A estratégia de pesquisa escolhida, conseguintemente, foi o estudo múltiplo de casos, o que, segundo Collis e Hussey (2005), constitui modelo adotado em pesquisas de caráter descritivo e exploratório. De acordo com Yin (2001), os estudos de caso geralmente apresentam mais variáveis de interesse do que pontos de dados e, em conseqüência, se baseiam em várias fontes de evidência. Os casos estudados apresentam como fonte de informação dados primários e secundários. Os dados primários compreenderam a realização de entrevista semi-estruturada com dirigentes de nível estratégico das organizações responsáveis pelos processos de interação. Os dados secundários permitiram o processo de triangulação e abrangeram relatórios anuais, entrevistas, informações disponíveis no sítio eletrônico das empresas e outros boletins informativos, além de documentos contratuais, registros de atas de reuniões, normas e procedimentos, registro de comunicações entre as empresas, com a devida autorização de emissores e receptores. A predeterminação das características das fontes de informações de fontes primárias direcionou a escolha de informantes, que foram selecionados por adesão e disponibilidade em atender ao estudo. A análise de dados primários, originados das entrevistas semi-estruturadas, ocorreu por meio da técnica de análise de conteúdo de documentos e entrevistas gravadas e transcritas. Na análise de conteúdo, foi proposta a adoção de indicadores qualitativos; a técnica selecionada compreende a análise de categorização temática, de acordo com Bardin (2002).

ANÁLISE DOS CASOS

Aliança Alfa

A empresa A é uma sociedade anônima, constituída legalmente em 2004. Foi criada para centralizar a coordenação e o desenvolvimento e produção, no Estado de Santa Catarina, de um veículo automotivo de origem nacional. O projeto e a própria empresa A tiveram como fatores motivadores de sua criação a existência de uma indústria de autopeças de importância nacional em Santa Catarina, que deseja fortalecer sua posição diante dos mercados de empresas montadores de veículos, uma vez que atualmente não há a presença de nenhuma indústria do segmento automotivo naquele Estado. A empresa B constitui uma empresa industrial catarinense especializada na produção de tubos de aço, tendo iniciado suas atividades a partir de 1947, no município de Jaraguá do Sul.

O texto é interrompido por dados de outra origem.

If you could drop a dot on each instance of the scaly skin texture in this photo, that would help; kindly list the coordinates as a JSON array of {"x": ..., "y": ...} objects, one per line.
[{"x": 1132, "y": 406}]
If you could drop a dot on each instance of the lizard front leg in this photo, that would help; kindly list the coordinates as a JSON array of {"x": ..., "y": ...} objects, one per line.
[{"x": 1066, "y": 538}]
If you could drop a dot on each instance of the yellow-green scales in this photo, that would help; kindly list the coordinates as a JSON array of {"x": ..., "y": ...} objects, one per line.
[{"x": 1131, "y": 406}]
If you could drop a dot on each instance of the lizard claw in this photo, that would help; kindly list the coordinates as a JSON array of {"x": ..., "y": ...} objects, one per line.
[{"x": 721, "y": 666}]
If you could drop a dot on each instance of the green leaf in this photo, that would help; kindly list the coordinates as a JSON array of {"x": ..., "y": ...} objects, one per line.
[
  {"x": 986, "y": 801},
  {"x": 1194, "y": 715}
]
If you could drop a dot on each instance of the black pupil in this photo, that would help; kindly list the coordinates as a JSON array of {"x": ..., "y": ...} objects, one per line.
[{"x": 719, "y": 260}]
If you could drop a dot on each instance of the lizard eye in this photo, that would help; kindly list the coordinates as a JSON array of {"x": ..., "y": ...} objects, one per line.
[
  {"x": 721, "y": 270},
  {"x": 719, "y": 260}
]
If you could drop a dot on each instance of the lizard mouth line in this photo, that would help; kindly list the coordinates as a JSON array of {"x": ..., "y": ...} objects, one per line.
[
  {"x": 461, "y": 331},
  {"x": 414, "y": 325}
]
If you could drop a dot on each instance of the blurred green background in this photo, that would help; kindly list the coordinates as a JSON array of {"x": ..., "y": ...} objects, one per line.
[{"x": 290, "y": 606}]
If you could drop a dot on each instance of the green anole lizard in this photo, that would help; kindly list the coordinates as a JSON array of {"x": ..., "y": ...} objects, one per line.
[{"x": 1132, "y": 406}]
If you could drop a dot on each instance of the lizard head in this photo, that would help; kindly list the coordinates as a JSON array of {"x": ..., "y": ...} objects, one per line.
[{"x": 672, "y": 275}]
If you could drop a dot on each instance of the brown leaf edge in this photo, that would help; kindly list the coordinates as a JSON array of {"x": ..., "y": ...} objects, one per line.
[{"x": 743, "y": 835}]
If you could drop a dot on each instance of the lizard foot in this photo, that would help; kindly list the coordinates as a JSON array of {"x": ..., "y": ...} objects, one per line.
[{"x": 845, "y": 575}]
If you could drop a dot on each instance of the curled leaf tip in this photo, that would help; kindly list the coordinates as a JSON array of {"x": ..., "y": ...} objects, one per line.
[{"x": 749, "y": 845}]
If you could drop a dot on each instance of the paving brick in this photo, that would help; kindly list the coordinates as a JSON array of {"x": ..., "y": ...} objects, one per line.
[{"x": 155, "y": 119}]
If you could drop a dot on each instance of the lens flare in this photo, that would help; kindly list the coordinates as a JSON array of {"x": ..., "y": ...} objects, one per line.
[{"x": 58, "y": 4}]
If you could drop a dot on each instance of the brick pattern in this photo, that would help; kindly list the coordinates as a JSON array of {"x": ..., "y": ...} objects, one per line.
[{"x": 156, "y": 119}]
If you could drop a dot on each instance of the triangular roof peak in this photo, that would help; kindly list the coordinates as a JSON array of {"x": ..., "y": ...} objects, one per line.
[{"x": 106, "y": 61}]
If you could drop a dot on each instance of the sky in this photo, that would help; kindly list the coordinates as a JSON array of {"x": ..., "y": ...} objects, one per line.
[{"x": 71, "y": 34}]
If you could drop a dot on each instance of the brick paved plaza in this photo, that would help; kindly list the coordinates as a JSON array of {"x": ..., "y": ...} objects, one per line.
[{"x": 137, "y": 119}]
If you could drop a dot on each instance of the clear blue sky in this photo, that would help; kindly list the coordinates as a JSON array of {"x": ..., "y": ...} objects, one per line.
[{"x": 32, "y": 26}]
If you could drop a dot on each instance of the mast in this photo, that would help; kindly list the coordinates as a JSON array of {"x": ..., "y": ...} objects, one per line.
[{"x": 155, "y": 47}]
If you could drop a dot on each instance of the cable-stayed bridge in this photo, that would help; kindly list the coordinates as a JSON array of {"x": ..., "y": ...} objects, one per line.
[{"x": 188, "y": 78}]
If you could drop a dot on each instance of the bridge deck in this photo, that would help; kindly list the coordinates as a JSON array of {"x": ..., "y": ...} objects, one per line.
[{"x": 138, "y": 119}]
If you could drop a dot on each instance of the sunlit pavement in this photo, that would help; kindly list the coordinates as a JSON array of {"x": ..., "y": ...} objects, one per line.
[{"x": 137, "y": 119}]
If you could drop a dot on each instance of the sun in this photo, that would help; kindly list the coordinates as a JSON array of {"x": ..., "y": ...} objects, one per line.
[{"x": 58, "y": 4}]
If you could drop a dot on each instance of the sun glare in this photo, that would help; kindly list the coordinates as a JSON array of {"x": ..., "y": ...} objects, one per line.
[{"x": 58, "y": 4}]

Atualmente, a empresa fornece componentes automotivos para todas as indústrias montadoras de veículos instaladas no Brasil e, recentemente, diversificou sua produção, visando atender ao mesmo mercado com componentes de maior valor agregado. As atividades de desenvolvimento tecnológico da empresa compreendem a concepção de soluções customizadas para o setor automotivo e atividades de pesquisa e desenvolvimento, de forma cooperada com laboratórios e centros de pesquisa universitários, entre eles laboratórios de pesquisa do departamento de Engenharia Mecânica da Universidade Federal de Santa Catarina, UFSC, e da Pontifícia Universidade Católica do Paraná, PUCPR. O objetivo da parceria, confirmado pelos entrevistados das duas empresas, consiste na consolidação de um projeto de veículo automotivo com características inovadoras, baseadas na adoção de estrutura tubular para o nicho específico de veículos utilitários, e a sua posterior produção em série, a partir de uma cadeia de fornecimento que envolva outras empresas de autopeças de Santa Catarina. O desenvolvimento do projeto de engenharia do veículo exigiu a interação direta da equipe de engenharia contratada pela empresa A com a equipe de engenharia da empresa B, que colocou à disposição do projeto sua equipe de engenharia e toda a sua tecnologia de fabricação de tubos, corte, dobra e solda por meio de máquinas de comando numérico e robótica.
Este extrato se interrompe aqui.